Earlier this week, July 4, 2017, was the nation’s 241st birthday. In Washington, DC, and in countless other places across the country, the event was celebrated with dazzling fireworks displays. My childhood days are long behind me. But, a good fireworks display still evokes awe and gives me goose bumps. Although fireworks are synonymous with the 4th of July, Americans are not alone in their appreciation of fireworks. All across the globe—from Europe, to Asia, to South America and back again—fireworks are a universal symbol of celebration.
Although a source of great joy, fireworks do not come without cost. For one thing, they can be physically dangerous. A year does not go by without reports of someone being injured by malfunctioning fireworks or, worse, by failing to use safe practices when discharging fireworks.
More to the point of this blog, fireworks also are a source of air pollution. This is not a big surprise. Fireworks are propelled by solid fuel, which is burned during ascent. Similarly, the spectacular noise, light and colors produced by fireworks are the result of the combustion of a wide variety of chemical compounds. A cloud of smoke invariably remains after a fireworks show.
A quick Google search shows that air pollution from fireworks has been extensively studied. For example, just over a year ago, scientists from the National Oceanic and Atmospheric Administration published a study that examined the effect of fireworks on levels of ambient fine particulate matter (as measured by nearby EPA-approved PM2.5 ambient monitors). The authors concluded that PM2.5 levels spike in the hours after a fireworks display: “Average concentrations over the 24-hour period starting at 8 p.m. on July 4 are 42 percent greater than on the days preceding and following the holiday.” The authors note that levels are high enough in some places that the 24-hour National Ambient Air Quality Standard for PM2.5 may be exceeded.
For virtually any other source of air pollution, this typically would mean that the state would be required to regulate the emissions to the degree necessary to ensure attainment of the NAAQS. But, 4th of July fireworks displays are among the few categories of sources covered by the US Environmental Protection Agency’s “exceptional events” rule.¹ Under this rule, ambient air quality concentrations of NAAQS pollutants attributable to fireworks displays that are “significantly integral to traditional national, ethnic, or other cultural events including, but not limited to, July Fourth celebrations” may be excluded from consideration in determining NAAQS compliance. In lieu of regulating, NOAA reports that EPA advises “that people who are considered sensitive to particle pollution try to limit their exposure by watching fireworks from upwind – or as far away as possible.”
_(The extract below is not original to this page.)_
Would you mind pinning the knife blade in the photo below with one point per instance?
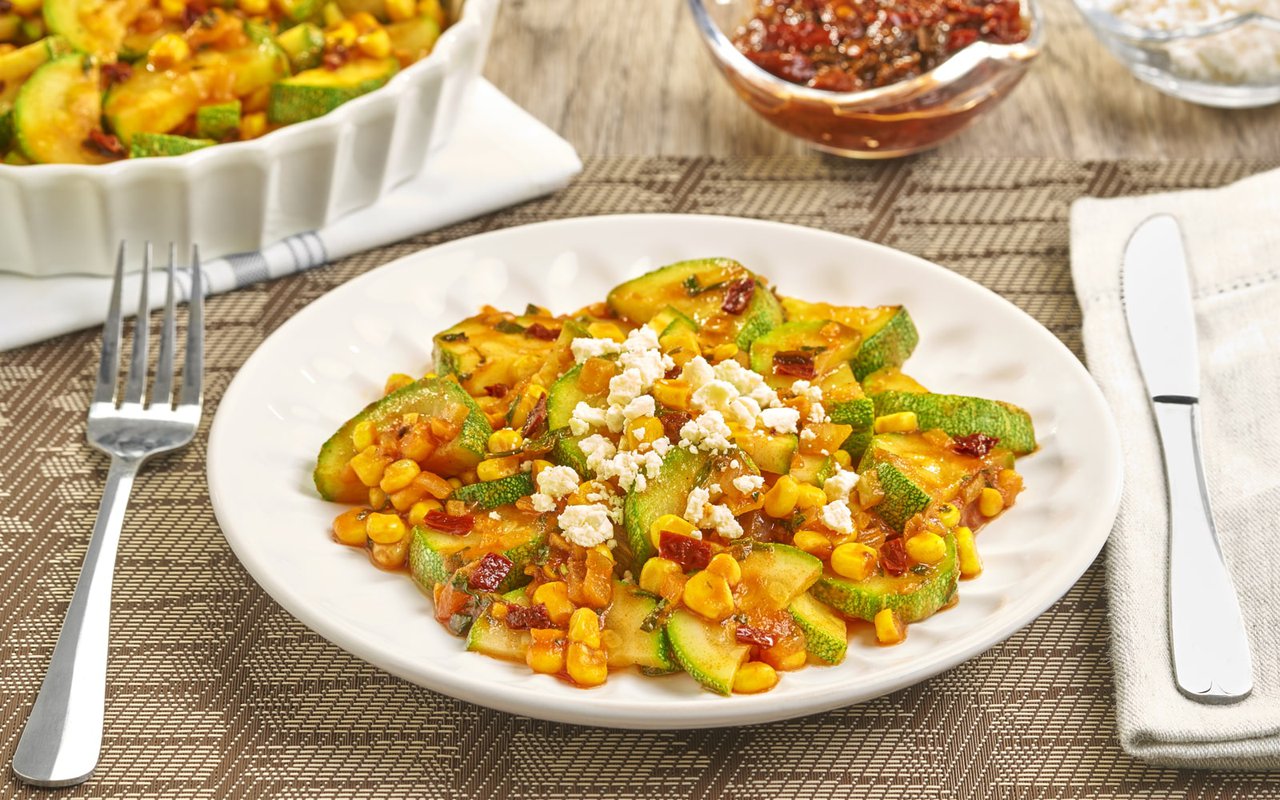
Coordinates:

This is a rare and refreshing display of pragmatism in the face of conflicting societal values. On the one hand, fireworks bring joy and are a universal means of celebration. On the other hand, fireworks are an undeniable source of potentially harmful air pollution. Rather than squelch the joy in the interest of providing absolute protection, EPA has sensibly abstained from regulating and, instead, offered common-sense advice—if you are worried, stay away. This is a model that should be replicated.